I had an interesting discussion with a group of students this afternoon which highlighted how important it is to understand conditional probability and how code structure can produce unexpected results.

The students’ code contained three lists and a random number generator. The random number generator was meant to randomly chose which list to take something from with equal probability (that is 1/3 chance of selecting from each of the lists). However, somehow one of their lists was being selected far more than the others.

Their code looked similar to the following:

`if (random.nextInt(3) == 0) {`

// select from list 1

} else if (random.nextInt(3) == 1) {

// select from list 2

} else {

// select from list 3

}

Can you spot the bug? Why would this not generate equal probabilities of selecting from each list?

I wrote some of my own code to test this code structure almost 100 million times:

`int count0 = 0;`

int count1 = 0;

int count2 = 0;

```
```

`// loop almost 100 million times`

for (int i = 0; i < 99999999; i++) {

if (r.nextInt(3) == 0) {

count0++;

} else if (r.nextInt(3) == 1) {

count1++;

} else {

count2++;

}

}

Which generated the results:

`Count0 = 33333271`

Count1 = 22221788

Count2 = 44444940

Which demonstrates this code doesn’t generate equal probabilities.

The problem is the second random number generation:

`if (r.nextInt(3) == 0) {`

count0++; // this has 1/3 probability (0.333333333333333)

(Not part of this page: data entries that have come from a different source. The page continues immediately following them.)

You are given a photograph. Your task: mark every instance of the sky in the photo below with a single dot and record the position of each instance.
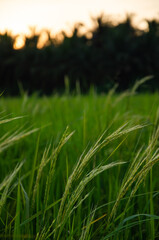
(56, 15)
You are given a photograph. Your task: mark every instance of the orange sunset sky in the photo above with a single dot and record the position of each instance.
(56, 15)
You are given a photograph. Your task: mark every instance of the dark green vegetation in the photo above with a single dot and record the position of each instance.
(95, 183)
(113, 54)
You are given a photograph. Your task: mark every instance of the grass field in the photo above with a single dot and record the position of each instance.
(79, 167)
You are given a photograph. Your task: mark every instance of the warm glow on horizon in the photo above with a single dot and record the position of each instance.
(56, 15)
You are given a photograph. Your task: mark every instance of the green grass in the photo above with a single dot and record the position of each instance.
(79, 167)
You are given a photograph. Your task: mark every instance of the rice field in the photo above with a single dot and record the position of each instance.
(79, 166)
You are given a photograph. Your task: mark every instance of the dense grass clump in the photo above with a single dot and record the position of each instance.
(92, 180)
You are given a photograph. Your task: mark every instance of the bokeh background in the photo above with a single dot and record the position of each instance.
(48, 46)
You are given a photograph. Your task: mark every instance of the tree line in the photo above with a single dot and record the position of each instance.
(113, 54)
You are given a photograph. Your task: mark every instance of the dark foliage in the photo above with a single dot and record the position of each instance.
(114, 54)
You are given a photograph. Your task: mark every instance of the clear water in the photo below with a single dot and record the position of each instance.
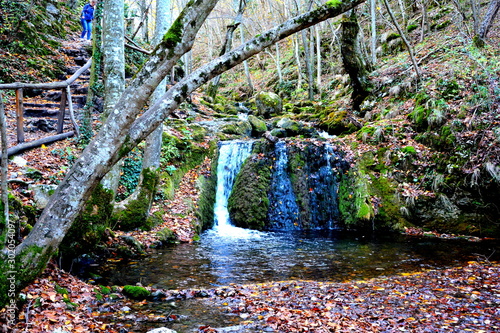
(232, 154)
(234, 255)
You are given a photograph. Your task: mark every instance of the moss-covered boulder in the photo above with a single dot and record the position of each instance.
(239, 128)
(258, 125)
(166, 236)
(337, 122)
(88, 229)
(291, 127)
(135, 292)
(268, 104)
(368, 198)
(249, 203)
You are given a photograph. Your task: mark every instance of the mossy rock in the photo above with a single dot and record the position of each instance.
(135, 292)
(248, 203)
(239, 128)
(258, 125)
(167, 236)
(291, 127)
(337, 122)
(89, 227)
(268, 104)
(279, 133)
(368, 199)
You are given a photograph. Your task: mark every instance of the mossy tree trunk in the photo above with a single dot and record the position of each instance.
(142, 198)
(355, 61)
(227, 45)
(128, 125)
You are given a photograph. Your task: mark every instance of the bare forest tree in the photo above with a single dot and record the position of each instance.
(492, 11)
(113, 50)
(148, 179)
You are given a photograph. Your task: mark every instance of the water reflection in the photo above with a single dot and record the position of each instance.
(242, 256)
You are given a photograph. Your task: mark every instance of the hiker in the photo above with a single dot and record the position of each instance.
(86, 19)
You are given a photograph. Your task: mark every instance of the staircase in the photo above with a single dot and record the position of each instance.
(41, 111)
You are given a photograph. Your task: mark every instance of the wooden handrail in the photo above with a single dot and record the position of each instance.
(66, 96)
(48, 85)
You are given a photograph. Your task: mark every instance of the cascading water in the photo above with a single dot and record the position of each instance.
(283, 208)
(232, 154)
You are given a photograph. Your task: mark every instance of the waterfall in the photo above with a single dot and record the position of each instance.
(232, 154)
(283, 208)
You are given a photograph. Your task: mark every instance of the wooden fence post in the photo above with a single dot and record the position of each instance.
(62, 109)
(20, 115)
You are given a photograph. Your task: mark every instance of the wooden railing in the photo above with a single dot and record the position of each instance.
(65, 97)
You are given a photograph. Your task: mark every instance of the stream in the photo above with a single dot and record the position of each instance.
(241, 256)
(255, 257)
(229, 255)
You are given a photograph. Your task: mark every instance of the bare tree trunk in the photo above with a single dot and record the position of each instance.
(149, 178)
(245, 64)
(113, 49)
(4, 170)
(297, 59)
(488, 18)
(403, 11)
(128, 125)
(318, 58)
(227, 45)
(475, 16)
(94, 94)
(405, 40)
(354, 61)
(373, 14)
(425, 21)
(309, 63)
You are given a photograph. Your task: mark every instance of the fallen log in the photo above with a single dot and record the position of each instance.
(37, 143)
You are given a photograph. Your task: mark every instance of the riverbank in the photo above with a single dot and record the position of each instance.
(458, 299)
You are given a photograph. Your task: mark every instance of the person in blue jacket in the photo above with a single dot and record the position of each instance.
(86, 19)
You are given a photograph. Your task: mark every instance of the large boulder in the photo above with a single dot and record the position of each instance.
(268, 104)
(258, 125)
(240, 128)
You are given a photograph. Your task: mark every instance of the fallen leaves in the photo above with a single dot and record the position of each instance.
(458, 299)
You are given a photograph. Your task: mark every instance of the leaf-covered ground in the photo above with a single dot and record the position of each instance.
(461, 299)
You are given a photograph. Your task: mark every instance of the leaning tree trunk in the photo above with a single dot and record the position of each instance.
(113, 49)
(226, 46)
(94, 93)
(127, 126)
(405, 40)
(142, 198)
(245, 65)
(355, 62)
(4, 169)
(488, 18)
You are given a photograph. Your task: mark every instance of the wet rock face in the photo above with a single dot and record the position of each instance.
(288, 186)
(268, 104)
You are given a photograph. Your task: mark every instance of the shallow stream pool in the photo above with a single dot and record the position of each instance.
(241, 256)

**} else if (r.nextInt(3) == 1) { // this else will run 2/3 of the time**

// and resolve true 1/3 of the times it runs

count1++; // 1/3 * 2/3 this line will run... i.e. 2/9 probability (0.22222222222)

} else {

count2++; // 2/3 * 2/3 this line will run... i.e. 4/9 (0.4444444444444)

}

Restructuring the code to only generate the random number once and storing this in a temporary variable makes a huge difference:

**int rInt = r.nextInt(3); // only generate a random number once.**

if (rInt == 0) {

count0++; // this will run 1/3 of the time.

} else if (rInt == 1) {

count1++; // this will run 1/3 of the time.

} else {

count2++; // this will run 1/3 of the time.

}

And the results of this are:

`Count0 = 33333907`

Count1 = 33332586

Count2 = 33333506

Which looks much better.

(Note: alternatively you could make the second random number generation be out of 2 rather than 3 but this would be slower as the random number generator will take a few CPU cycles to calculate.)